Unplanned outages in the industrial world are always undesirable, and can sometimes even be disastrous. They cause bottlenecks, significant labor overhead, more scrap production, and even loss of business opportunities. And unplanned downtimes are very expensive. According to recent statistics, plants in the oil and gas, chemical, and power industries routinely suffer 5 to 7% unplanned downtime losses due to poor maintenance practices. And in the automotive industry, it has been shown that one minute of unplanned downtime costs an avg. $22,000, or $1.3 million per hour.
With such high price to pay for unplanned downtimes, why are most industrial plants only engaged in emergency maintenance practices? Because maintenance is labor-intensive and also incurs significant costs, and it is hard to justify any downtime for preventive maintenance, when there is no problem. But by the time the problems become visible, it is often too late.
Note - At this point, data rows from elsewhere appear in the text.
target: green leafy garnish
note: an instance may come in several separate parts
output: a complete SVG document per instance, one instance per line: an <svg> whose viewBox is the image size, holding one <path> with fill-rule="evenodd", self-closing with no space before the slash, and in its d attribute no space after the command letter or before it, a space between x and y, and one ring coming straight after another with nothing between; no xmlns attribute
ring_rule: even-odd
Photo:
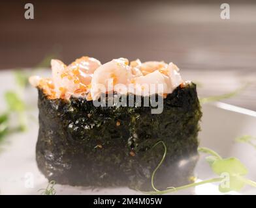
<svg viewBox="0 0 256 208"><path fill-rule="evenodd" d="M242 87L240 87L229 93L224 94L219 96L210 96L210 97L200 98L199 99L200 103L201 104L204 104L206 103L219 101L221 99L231 98L241 93L241 92L244 91L249 86L249 84L248 83L246 85L243 86Z"/></svg>
<svg viewBox="0 0 256 208"><path fill-rule="evenodd" d="M8 133L8 115L3 114L0 115L0 142Z"/></svg>
<svg viewBox="0 0 256 208"><path fill-rule="evenodd" d="M256 137L255 136L252 136L250 135L244 135L242 136L236 138L235 140L237 142L247 143L256 149L256 144L255 144ZM254 142L253 141L254 141Z"/></svg>
<svg viewBox="0 0 256 208"><path fill-rule="evenodd" d="M10 111L21 112L25 110L24 101L14 92L8 91L5 92L5 97Z"/></svg>
<svg viewBox="0 0 256 208"><path fill-rule="evenodd" d="M54 186L56 184L55 181L50 181L46 188L39 189L38 191L41 192L42 195L56 195L56 190L54 188Z"/></svg>
<svg viewBox="0 0 256 208"><path fill-rule="evenodd" d="M166 146L163 141L157 142L155 145L161 143L165 148L164 157L153 171L152 177L152 185L153 191L144 192L149 194L163 194L184 190L209 183L219 182L219 190L221 192L227 192L232 190L238 191L245 185L248 185L256 188L256 183L245 177L248 174L246 166L236 158L229 157L223 159L217 153L206 148L199 148L198 151L210 155L206 159L208 162L212 171L219 177L204 180L202 181L188 184L179 187L167 187L167 189L159 190L153 185L153 177L156 170L163 163L166 154ZM155 145L154 146L155 146Z"/></svg>

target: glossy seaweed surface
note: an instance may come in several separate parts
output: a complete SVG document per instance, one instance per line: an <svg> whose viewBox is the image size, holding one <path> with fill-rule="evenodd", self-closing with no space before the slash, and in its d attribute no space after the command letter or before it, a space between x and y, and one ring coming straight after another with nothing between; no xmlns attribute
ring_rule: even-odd
<svg viewBox="0 0 256 208"><path fill-rule="evenodd" d="M71 98L48 99L39 90L37 161L49 180L93 187L152 190L191 182L197 161L202 113L194 84L178 86L164 99L161 114L151 107L95 107Z"/></svg>

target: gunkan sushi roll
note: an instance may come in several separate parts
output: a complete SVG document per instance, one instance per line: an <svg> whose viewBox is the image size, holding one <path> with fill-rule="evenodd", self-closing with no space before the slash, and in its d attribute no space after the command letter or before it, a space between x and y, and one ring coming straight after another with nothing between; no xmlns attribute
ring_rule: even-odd
<svg viewBox="0 0 256 208"><path fill-rule="evenodd" d="M36 159L49 180L149 190L165 153L155 187L193 182L202 113L196 85L175 64L88 57L51 64L51 78L29 79L39 91Z"/></svg>

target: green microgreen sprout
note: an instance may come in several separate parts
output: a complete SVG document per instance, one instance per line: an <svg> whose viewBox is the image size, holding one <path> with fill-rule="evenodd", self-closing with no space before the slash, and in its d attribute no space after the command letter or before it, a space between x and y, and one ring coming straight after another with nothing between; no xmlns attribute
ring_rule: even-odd
<svg viewBox="0 0 256 208"><path fill-rule="evenodd" d="M240 87L238 89L236 89L232 92L226 93L226 94L224 94L222 95L213 96L209 96L209 97L206 97L206 98L200 98L199 99L200 103L201 104L204 104L204 103L210 103L210 102L219 101L224 99L228 99L228 98L234 97L234 96L238 95L239 94L240 94L242 91L244 91L249 85L249 83L247 83L244 86Z"/></svg>
<svg viewBox="0 0 256 208"><path fill-rule="evenodd" d="M48 67L50 60L56 57L56 53L50 53L33 70ZM7 109L0 114L0 142L3 141L8 135L14 132L24 131L27 129L25 113L26 107L21 98L24 97L25 89L29 85L28 79L31 74L29 72L17 70L14 72L14 75L18 87L15 90L7 91L5 94ZM19 121L19 126L14 128L9 126L10 114L14 113L17 115Z"/></svg>
<svg viewBox="0 0 256 208"><path fill-rule="evenodd" d="M247 143L256 149L256 136L244 135L236 138L236 142ZM253 142L254 141L254 142Z"/></svg>
<svg viewBox="0 0 256 208"><path fill-rule="evenodd" d="M256 188L256 182L253 181L244 176L248 174L248 170L246 166L236 158L229 157L223 159L217 153L207 148L199 148L198 151L210 155L206 157L206 160L208 162L212 170L219 177L202 181L197 183L193 183L179 187L167 187L167 189L159 190L155 188L153 184L154 176L156 171L163 164L167 153L167 147L163 141L159 141L153 146L159 144L162 144L165 151L163 157L157 168L154 170L152 176L152 186L153 191L143 192L148 194L163 194L181 190L185 190L188 188L195 187L206 183L219 182L219 190L221 192L227 192L232 190L238 191L245 185L248 185Z"/></svg>
<svg viewBox="0 0 256 208"><path fill-rule="evenodd" d="M41 192L42 195L56 195L56 190L54 188L54 186L56 184L55 181L50 181L46 188L39 189L38 191Z"/></svg>

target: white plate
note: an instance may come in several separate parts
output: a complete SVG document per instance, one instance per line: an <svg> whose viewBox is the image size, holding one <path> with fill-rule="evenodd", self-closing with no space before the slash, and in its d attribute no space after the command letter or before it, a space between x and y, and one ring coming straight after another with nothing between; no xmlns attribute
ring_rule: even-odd
<svg viewBox="0 0 256 208"><path fill-rule="evenodd" d="M1 73L2 84L0 96L7 89L15 88L13 76L10 72ZM8 83L8 84L7 84ZM2 97L1 97L2 98ZM48 181L40 174L35 162L35 144L37 139L38 110L36 107L37 90L31 88L26 92L26 101L33 107L29 110L29 129L26 133L8 136L7 144L2 144L0 152L0 191L1 194L39 194L40 188L47 186ZM0 103L1 109L3 102ZM248 177L256 181L256 149L246 144L236 143L234 138L243 135L256 135L256 112L223 103L204 105L199 134L200 146L212 148L224 157L236 157L249 169ZM199 179L215 177L202 155L195 172ZM171 186L171 185L170 185ZM57 194L140 194L128 188L97 188L74 187L56 185ZM199 186L195 190L176 194L220 194L217 186L208 184ZM244 188L240 194L255 194L256 188ZM238 193L231 192L236 194Z"/></svg>

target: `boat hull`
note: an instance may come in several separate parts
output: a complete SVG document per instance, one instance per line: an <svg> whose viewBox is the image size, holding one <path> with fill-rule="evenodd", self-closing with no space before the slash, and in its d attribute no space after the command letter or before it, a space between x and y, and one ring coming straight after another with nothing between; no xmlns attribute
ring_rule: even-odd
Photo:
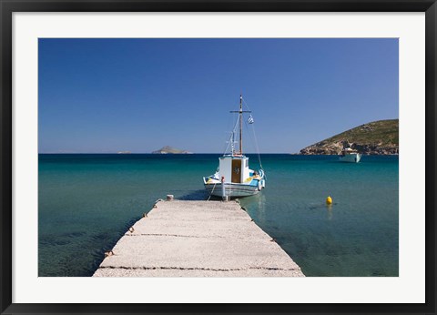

Advanced Failure Predictor (AFP) by algorithmica technologies is our answer to this difficult dilemma. It uses historical data and advanced machine learning algorithms to understand the dynamics of your plant. At the same time it monitors the plant it in real time, and projects current trends into the future. By doing that AFP can forecast and alert you to problems days in advance, thus allowing the maintenance team to order parts, and schedule downtime and repairs. By doing this, AFP will help you reduce your maintenance costs by at least 20%, and increase plant availability by about 2%.
Even better, AFP is not a static model. Thanks to its machine learning, once implemented in your plant it observes and continues to learn in real-time. Even as the conditions in your plant change, AFP continues to provide accurate and reliable monitoring and failure prediction.